Diberi Gelar Haji Akbar, Apa Keistimewaannya?

Jakarta,GPriority.co.id – Kantor berita resmi Arab Saudi, Saudi Press Agency (SPA) mengatakan bahwa tanggal 30 Juni 2022 telah ditetapkan sebagai awal bulan Zulhijah. Bulan Sabit menandai awal bulan Zulhijah 1443 yang telah terlihat di Tumair, Arab Saudi.

Atas keputusan tersebut, Arab Saudi menetapkan hari Arafah yakni wukuf sebagai rukun dan puncak haji 9 Zulhijjah 1443 jatuh pada Hari Jumat 8 Juli 2022. Dengan demikian, ibadah haji tahun ini pun bakal menjadi haji akbar.

Menurut Wakil Ketua Panitia Penyelenggara Ibadah Haji (PPIH) Arab Saudi, Nasrullah Jasam, jatuhnya puncak haji atau wukuf Arafah pada Hari Jumat banyak dinantikan umat Islam yang melaksanakan ibadah haji tahun ini dengan berbagai keistimewaannya. Namun begitu, wukuf Arafah dihari apapun selain Jumat tidak lebih mabrur ibadahnya.

“Wukuf arafah pada Jumat itu banyak yang menyebut Haji Akbar. Menjadi istimewa karena hari Jumat itu sebagai Sayyidul Ayyam atau pemimpin hari-hari lainnya.
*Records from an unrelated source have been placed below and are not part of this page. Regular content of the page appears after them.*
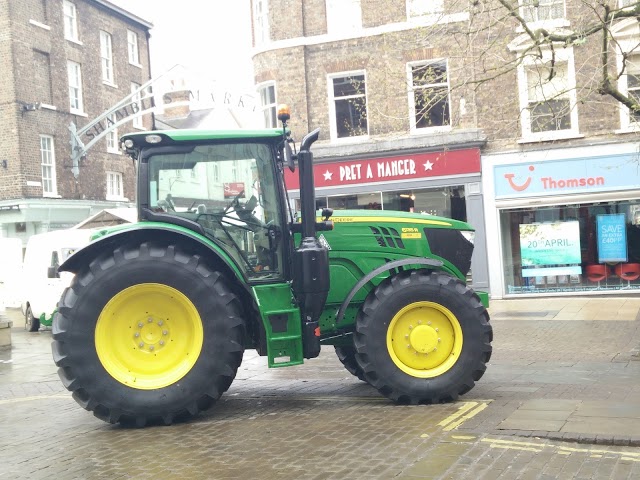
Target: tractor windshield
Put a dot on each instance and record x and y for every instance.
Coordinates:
(230, 190)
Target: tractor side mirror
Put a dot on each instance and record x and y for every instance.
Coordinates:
(289, 157)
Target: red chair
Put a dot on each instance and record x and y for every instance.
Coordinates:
(597, 272)
(628, 272)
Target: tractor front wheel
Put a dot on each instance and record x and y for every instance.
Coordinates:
(147, 333)
(423, 337)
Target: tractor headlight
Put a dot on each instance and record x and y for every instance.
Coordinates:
(470, 235)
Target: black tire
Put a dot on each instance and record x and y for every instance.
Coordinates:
(405, 300)
(347, 356)
(31, 324)
(216, 314)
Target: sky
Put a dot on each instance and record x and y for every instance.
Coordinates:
(211, 38)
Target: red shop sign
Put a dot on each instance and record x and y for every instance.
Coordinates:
(233, 189)
(401, 167)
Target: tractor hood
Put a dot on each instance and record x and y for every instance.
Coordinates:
(402, 234)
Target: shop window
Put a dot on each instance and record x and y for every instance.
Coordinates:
(48, 165)
(548, 97)
(348, 103)
(587, 247)
(429, 101)
(260, 22)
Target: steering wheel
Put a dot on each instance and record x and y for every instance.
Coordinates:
(235, 203)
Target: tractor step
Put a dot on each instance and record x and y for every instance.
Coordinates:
(282, 324)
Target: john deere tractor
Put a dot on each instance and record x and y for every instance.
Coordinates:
(154, 325)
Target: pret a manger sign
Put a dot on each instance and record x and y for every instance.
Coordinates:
(396, 168)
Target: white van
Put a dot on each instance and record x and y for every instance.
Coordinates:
(42, 285)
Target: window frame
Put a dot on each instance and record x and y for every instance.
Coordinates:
(272, 108)
(562, 55)
(70, 21)
(106, 58)
(48, 161)
(343, 17)
(561, 21)
(332, 105)
(411, 97)
(75, 88)
(136, 122)
(261, 31)
(133, 48)
(119, 183)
Sehingga di situ banyak berkumpul kebaikan,” kata Nasrullah kepada tim Media Center Haji (MCH) di Kantor Urusan Haji (KUH) Jeddah, Arab Saudi, Rabu, (29/6/2022).

Hari Jumat memang telah diketahui memiliki banyak keutamaan dan keistimewaan, ditambah lagi orang wukuf di hari tersebut. Allah SWT memuliakan umat Nabi Muhammad SAW dengan hari Jumat, yang tidak diberikan kepada umat nabi terdahulu.

“Ada satu waktu orang berdoa itu pasti dikabulkan Allah SWT. Jadi itu yang demikian dipersepsikan orang bahwa wukuf pada hari Jumat itu merupakan haji akbar. Dan Rasulullah SAW juga wukufnya pas hari Jumat. Jadi istilah haji akbar itu sebetulnya menggambarkan hari wukuf di hari Jumat,” tambahnya.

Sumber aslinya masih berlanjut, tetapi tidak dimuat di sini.